2017-03-21 PHX2 Outage thoughts

Kevin Fenzi <kevin@xxxxxxxxx> · Sat, 22 Apr 2017 07:42:18 -0600

Greetings.

As everyong likely knows we had a long outage yesterday of our primary
datacenter (PHX2). It started around 14:45 UTC and lasted until around
06:45UTC saturday morning.

The outage was networking/routing related, but we don't know any further
details. Happy to share what we know and can share when investigations
are completed.

The purpose of this email however is to talk about what we might be able
to easily adjust to handle things like this moving forward. Happily
these sorts of outages are very rare, but there's a few things I think
we can do to make them a bit easier on us.

First, lets talk about things that went well:

* The mirrorlist containers worked great, so mirrorlist impact was low
(but not nothing, see below).

* Our distributed proxy system meant things like getfedora.org and other
static websites were fine.

* Our mirror network + metalinks/mirrorlists meant that people could
still get updates, etc just fine.

* status.fedoraproject.org was just great and even survived slashdotting
(well, thats not all it used to be :)

And some things could have been better:

* We couldn't take proxy01/10 (The two proxies at phx2) out of dns
because we didn't have the dnssec keys available anywhere to write new
data out. This meant that sometimes people would hit those in dns and
get a timeout and have to retry.

* We couldn't reach our offside backups at RDU2. Currently we access
them via a VPN that is from PHX2. We could of course have bugged someone
to get us access, but they were all busy with the outage.

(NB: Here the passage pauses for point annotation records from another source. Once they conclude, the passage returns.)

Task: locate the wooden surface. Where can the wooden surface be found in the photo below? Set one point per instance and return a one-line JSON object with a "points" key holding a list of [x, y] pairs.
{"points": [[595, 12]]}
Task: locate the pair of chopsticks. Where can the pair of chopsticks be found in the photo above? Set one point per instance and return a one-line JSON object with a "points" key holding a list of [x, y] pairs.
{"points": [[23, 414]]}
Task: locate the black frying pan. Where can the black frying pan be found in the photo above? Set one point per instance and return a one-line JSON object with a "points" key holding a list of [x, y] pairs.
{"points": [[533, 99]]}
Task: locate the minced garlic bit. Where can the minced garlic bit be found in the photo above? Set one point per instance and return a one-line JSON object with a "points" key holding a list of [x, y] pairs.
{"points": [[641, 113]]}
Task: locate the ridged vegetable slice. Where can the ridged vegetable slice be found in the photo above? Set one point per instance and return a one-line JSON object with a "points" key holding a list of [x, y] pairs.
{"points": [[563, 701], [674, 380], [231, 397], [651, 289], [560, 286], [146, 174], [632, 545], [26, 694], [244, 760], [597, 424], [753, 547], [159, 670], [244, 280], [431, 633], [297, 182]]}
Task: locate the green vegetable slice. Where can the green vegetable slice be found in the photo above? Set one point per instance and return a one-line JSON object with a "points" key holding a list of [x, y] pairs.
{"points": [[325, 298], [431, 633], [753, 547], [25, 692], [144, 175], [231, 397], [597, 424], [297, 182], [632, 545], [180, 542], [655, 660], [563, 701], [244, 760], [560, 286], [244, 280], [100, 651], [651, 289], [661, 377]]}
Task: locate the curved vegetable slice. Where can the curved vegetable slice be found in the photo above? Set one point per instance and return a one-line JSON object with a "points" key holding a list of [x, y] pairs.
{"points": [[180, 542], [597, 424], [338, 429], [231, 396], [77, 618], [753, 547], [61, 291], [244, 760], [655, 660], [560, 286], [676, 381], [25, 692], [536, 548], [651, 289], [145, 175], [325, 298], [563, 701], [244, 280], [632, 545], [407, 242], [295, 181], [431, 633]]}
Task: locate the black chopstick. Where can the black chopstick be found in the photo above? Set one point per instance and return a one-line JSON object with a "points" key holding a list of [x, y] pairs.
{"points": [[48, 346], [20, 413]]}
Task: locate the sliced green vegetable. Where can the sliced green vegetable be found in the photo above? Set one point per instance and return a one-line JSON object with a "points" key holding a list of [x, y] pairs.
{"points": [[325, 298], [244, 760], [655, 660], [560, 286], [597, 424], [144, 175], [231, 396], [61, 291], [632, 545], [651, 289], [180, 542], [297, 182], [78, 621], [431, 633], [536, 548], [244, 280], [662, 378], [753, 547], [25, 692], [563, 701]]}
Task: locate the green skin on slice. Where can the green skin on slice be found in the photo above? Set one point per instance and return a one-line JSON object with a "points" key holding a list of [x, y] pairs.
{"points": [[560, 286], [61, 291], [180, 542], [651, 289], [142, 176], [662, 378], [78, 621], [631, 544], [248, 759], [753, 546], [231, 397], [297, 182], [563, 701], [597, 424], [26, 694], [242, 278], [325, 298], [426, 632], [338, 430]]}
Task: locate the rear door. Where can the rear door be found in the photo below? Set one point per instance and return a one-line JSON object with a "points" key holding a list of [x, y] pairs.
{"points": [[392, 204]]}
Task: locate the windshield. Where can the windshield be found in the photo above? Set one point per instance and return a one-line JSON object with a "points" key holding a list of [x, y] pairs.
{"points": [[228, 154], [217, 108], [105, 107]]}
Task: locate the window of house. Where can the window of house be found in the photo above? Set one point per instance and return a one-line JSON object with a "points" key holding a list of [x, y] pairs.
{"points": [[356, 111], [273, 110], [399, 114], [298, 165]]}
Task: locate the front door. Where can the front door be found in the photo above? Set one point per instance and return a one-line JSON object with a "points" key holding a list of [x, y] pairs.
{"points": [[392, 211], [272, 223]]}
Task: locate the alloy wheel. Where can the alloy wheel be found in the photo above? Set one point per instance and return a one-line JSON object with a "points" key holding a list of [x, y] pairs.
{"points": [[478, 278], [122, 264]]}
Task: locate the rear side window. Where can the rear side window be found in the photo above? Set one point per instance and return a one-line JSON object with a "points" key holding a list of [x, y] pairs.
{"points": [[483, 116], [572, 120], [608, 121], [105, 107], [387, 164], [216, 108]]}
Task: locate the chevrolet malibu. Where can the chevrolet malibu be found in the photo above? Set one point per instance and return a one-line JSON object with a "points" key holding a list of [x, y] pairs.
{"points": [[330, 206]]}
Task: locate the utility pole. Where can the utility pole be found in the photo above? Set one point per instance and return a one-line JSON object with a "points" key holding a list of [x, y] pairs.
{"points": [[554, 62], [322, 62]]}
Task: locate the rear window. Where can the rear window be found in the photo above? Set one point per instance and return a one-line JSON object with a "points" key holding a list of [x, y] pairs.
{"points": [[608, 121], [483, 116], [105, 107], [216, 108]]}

* geoip was down, so might have affected installs. We may be able to
move this to a container.

* sudo anywhere depends on fas being up, but it was not, so the only way
we could get root on vm's was to go to console and login directly as root.

We also did a bit of brainstorming on IRC for what we could do if an
outage like this happened again and was longer. Without a bunch of new
hardware somewhere the buildsystem side of things wouldn't be very
practical to bring up anywhere else, but we could bring some non build
related services back up in other datacenters. Or at least improve the
errors they give.

So, IMHO, some action items we might consider:

* Create a batcave02.rdu that has all our repos, ansible keys and dns
keys. We can then use this to push things out if needed. It shouldn't be
too hard to pull from batcave01 or otherwise keep things in sync.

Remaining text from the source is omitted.